Çapulcu: Başkasının malını alan, yağma, talan eden kimse, talancı, yağmacı. (Türk Dil Kurumu Türkçe Sözlük, sayfa:395)
xxxx
Bugüne kadar kimsenin malını yağmalayıp talan etmedim; dahası, makbul bir tabirle kursağımdan haram lokma geçmedi çok şükür. Yani çapulcu değilim. Bugün, 16.30'da Samsun Öğretmenevi'nin önünden başlayan yürüyüş için toplanan kalabalıkta sohpet ettiğim, dün Atakum'daki yürüyüşte gözaltına alındığı için bugün aynı yere gidip gitmeme tereddütü yaşayan 17 yaşındaki lise öğrencisi genç kıza baktım. Uzun saçları, uzun boyu, beyaz teniyle su gibiydi. Herhangi birinin malını yağmalamış olamazdı. Yani çapulcu değildi. Çiftlik Caddesi'nde bir apartmanın balkonundan elindeki bayrağı, yüreğindeki heyecanıyla yürüyüşe katılan yaşlı bir hanımefendiye takıldı gözüm. Çapulcu olması söz konusu bile edilemezdi. Şehrimde yapılan çok sayıda yürüyüşü sessiz, tepkisiz izleyen ama dün, bugün dükkanlarının dışına çıkan, el sallayan, alaycı değil yürekten gülüşüyle destek veren esnafımıza çapulcu demeye ise dilim varmaz...
Fotoğrafı büyütelim...
Taksim Gezi Parkı'ndan başlayıp dalga dalga tüm Türkiye'ye yayılan direnişe katılan, hiçbir siyasi bayrağın, simgenin altında toplanmayan, hatta birbirini tanımayan bütün bu insanlar, yaralanan insanları tedavi etmeye koşan doktorlar, tıp öğrencileri, gözaltına alınanlara/alınacak olanlara hukuki destek vermek için sosyal medyada telefon numaraları dağıtan avukatlar... "her yer Taksim her yer direniş" diyen, sadece bunu dediği için yaralanan insanlara kapılarını açan otel sahipleri, lokanta sahipleri, ev sahipleri... isyanını duygu yüklü cümlelerle mektuplara döken sanatçılar... vatandaşın eylemini sağduyu çağrısıyla destekleyen milletvekilleri, hukukçular, oda başkanları, sivil toplum örgütlerinin temsilcileri... pencere kenarlarına su, süt, limon koyan yurttaşlar, yemek dağıtan vatandaşlar, eylem yaptığı parkı temizleyen eylemciler... hiçbirine ama hiçbirine çapulcu denilemez...

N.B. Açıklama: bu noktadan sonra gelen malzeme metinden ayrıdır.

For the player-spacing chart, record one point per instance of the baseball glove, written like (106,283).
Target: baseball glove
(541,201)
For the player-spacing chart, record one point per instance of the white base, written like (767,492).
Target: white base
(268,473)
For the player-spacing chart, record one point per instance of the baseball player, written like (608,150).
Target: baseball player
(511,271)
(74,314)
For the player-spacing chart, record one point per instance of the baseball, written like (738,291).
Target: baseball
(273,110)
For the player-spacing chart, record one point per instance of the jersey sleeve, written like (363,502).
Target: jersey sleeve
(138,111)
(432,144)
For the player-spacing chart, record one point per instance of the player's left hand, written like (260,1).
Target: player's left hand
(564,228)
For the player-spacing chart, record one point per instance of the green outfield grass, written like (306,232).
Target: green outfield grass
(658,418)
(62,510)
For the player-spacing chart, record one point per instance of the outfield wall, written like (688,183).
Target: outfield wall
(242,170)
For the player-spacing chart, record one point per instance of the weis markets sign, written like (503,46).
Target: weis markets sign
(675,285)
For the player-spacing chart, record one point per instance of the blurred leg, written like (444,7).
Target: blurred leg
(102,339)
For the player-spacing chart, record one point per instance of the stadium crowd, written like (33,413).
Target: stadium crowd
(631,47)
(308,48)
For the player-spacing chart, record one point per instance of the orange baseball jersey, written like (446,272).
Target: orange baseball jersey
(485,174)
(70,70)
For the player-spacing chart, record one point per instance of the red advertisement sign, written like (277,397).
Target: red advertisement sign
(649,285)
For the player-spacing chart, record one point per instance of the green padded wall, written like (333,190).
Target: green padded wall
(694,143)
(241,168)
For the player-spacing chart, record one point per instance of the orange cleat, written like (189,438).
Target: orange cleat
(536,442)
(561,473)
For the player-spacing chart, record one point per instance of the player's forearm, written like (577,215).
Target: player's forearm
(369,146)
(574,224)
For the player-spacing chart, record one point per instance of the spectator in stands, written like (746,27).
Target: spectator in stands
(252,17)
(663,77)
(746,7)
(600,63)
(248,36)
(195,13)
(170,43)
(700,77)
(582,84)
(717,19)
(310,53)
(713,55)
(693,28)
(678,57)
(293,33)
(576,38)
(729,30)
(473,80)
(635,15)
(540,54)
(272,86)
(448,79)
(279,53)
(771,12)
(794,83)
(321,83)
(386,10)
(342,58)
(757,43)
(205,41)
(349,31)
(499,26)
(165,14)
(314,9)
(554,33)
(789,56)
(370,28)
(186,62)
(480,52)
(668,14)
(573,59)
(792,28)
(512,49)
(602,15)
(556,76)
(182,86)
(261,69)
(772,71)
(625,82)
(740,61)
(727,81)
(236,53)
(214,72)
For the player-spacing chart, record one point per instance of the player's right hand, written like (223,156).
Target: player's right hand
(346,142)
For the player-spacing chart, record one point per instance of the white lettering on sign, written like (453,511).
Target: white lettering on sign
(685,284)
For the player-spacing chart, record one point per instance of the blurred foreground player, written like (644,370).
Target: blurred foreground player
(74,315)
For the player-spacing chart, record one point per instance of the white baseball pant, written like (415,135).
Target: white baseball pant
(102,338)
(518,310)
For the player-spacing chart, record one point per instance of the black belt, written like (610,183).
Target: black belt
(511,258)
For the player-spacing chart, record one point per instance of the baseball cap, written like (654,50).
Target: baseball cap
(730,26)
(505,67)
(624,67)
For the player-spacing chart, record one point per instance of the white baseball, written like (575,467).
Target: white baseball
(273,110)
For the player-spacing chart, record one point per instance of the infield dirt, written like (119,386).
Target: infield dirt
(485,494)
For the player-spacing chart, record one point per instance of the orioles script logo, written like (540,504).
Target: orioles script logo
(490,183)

Hele parkta bezi değişen bebek misali minik adımlarıyla annesine yetişmeye çalışan önümdeki iki küçük çocuğa hiç mi hiç denilemez...
Biz çapulcu değiliz Sayın Başbakan, çapulcu değiliz.
Biz halkız...
Ülkesinin nereye gittiğini bilemeyen, geleceğini göremeyen, Suriye'de ne olduğunu, Reyhanlı'yı kimin yaptığını bilemeyen, sivil-asker herkesin zindanlara atılmasının gerekçesini çözemeyen, kendisini, ülkesini tehdit altında hisseden, karamsarlıkla dolu bir halkız...
Bu direniş Taksim'deki üç ağaçla başladı ama yıllardır Türkiye'nin halının altına süpürülmüş problemlerine olan isyanı ortaya çıkardı. Size oy verse de vermese de 'yurttaş' kimliğinin dışındaki bütün kimliklerini bırakarak sadece vatan sevgisiyle bir araya gelen ve Taksim Gezi Parkı'nda kesilen ağaçlarla artık sabrı taşan halkız biz Sayın Başbakan, çapulcu değiliz...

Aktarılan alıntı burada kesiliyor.